BigchainDB uses StatsD for cluster monitoring. We require some additional infrastructure to take full advantage of its functionality:

  • an agent to listen for metrics: Telegraf,
  • a time-series database: InfluxDB, and
  • a frontend to display analytics: Grafana.

We put each of those inside its own Docker container. The whole system is illustrated below.

BigchainDB monitoring system diagram: Application metrics flow from servers running BigchainDB to Telegraf to InfluxDB to Grafana

For ease of use, we’ve created a Docker Compose file (named docker-compose-monitor.yml) to define the monitoring system setup. To use it, just go to to the top bigchaindb directory and run:

$ docker-compose -f docker-compose-monitor.yml build
$ docker-compose -f docker-compose-monitor.yml up

It is also possible to mount a host directory as a data volume for InfluxDB by setting the INFLUXDB_DATA environment variable:

$ INFLUXDB_DATA=/data docker-compose -f docker-compose-monitor.yml up

You can view the Grafana dashboard in your web browser at:

http://localhost:3000/dashboard/script/bigchaindb_dashboard.js

(You may want to replace localhost with another hostname in that URL, e.g. the hostname of a remote monitoring server.)
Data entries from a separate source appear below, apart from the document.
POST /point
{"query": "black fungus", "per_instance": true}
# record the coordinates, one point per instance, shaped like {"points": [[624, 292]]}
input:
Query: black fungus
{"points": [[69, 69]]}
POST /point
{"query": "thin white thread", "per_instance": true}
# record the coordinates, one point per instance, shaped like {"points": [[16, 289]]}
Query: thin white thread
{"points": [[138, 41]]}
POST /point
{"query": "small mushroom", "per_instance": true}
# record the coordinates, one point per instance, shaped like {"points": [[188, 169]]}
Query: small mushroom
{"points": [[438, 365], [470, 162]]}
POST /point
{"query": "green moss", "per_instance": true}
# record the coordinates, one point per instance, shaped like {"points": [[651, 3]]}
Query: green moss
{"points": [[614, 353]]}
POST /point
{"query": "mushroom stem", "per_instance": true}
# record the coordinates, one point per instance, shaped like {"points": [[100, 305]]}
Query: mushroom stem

The login and password are admin by default. If BigchainDB is running and processing transactions, you should see analytics—if not, start BigchainDB and load some test transactions:

$ bigchaindb load

then refresh the page after a few seconds.

If you’re not interested in monitoring, don’t worry: BigchainDB will function just fine without any monitoring setup.

Feel free to modify the custom Grafana dashboard to your liking!